The central bank chief stopped short of critiquing fiscal policy, but he did concede that the federal budget “is on an unsustainable path.”
“It has been so for a long time. We need to deal with that sooner or later, and sooner is better than later. That’s about, but that’s what I can say, and that’s what essentially all of my predecessors have said,” Powell stated. “We are not charged with supervising fiscal policy in any way. It’s just as a high-level matter from the standpoint of the economy.”
In an exchange with Sen. John Kennedy (R-La.), Powell agreed that less government spending and fewer stimulus measures tend to be disinflationary. At the same time, he indicated a 10 percent reduction in federal spending could result in less demand and potentially slow the economy.
“Less demand would mean less economic activity, less spending, and that would have a negative effect on inflation,” Powell said.
After President Joe Biden signed the Fiscal Responsibility Act into law, the national debt topped $32 trillion for the first time, including $25 trillion in debt held by the public and about $7 trillion in intragovernmental debt. Following the signing, the U.S. government borrowed close to $400 billion in one business day.
Inflation and Interest Rates
Although inflation continues to run higher than the Fed’s goal, Powell does see a path of slowing price growth without substantial job losses. Fed officials do expect modest increases in the unemployment rates and gradual cooling, but “most of the loosening will come in the form of other ways.”
“Our part of it is to try to get inflation under control, and that’s what we’re doing,” he said. “Ideally, we’ll do that with as little as possible damage to the economy in the labor market.”
This was the second day of testimony for Powell, who appeared before the House Financial Services Committee on June 21. He told House lawmakers that more rate hikes are ahead. While inflation has cooled, it “remains well above” the central bank’s 2 percent target rate, indicating the policymakers have more work to do.
“Inflation has moderated somewhat since the middle of last year,” he said. “Nonetheless, inflation pressures continue to run high, and the process of getting inflation back down to 2% has a long way to go.”
Powell explained that lowering inflation will be achieved by slowing the U.S. economy to below-trend growth. But officials will continue to be data-dependent and make decisions on a meeting-by-meeting basis.
In May, the annual inflation rate slowed to 4 percent, down from 4.9 percent in April and below the consensus estimate of 4.1 percent. The core inflation rate, which strips the volatile energy and food sectors, eased to 5.3 percent, down from 5.5 percent.

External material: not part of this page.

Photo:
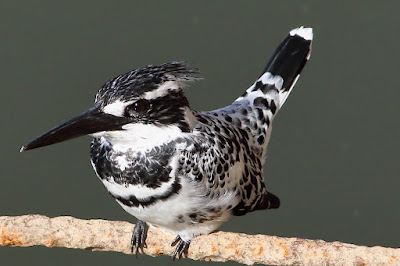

“We have been seeing the effects of our policy tightening on demand in the most interest rate-sensitive sectors of the economy,” the Fed chief stated. “It will take time, however, for the full effects of monetary restraint to be realized, especially on inflation.”
According to the CME FedWatch Tool, the futures market is mostly pricing in a quarter-point rate hike at next month’s Federal Open Market Committee (FOMC) policy meeting.
Last week, the Fed signaled two more rate increases this year, with the Survey of Economic Projections (SEP) showing that officials believe the median policy rate will climb to 5.6 percent from the March SEP of 5.1 percent. Officials also raised the benchmark fed funds rate expectation to 4.6 percent in 2024 from 4.3 percent in the March estimate.
What Other Fed Officials Are Saying
Many regional central bank leaders have been participating in interviews and delivering speeches since last week’s FOMC meeting. A common message among these officials is that they are concerned the institution will overshoot, meaning policymakers will raise interest rates too much and slow down the economy.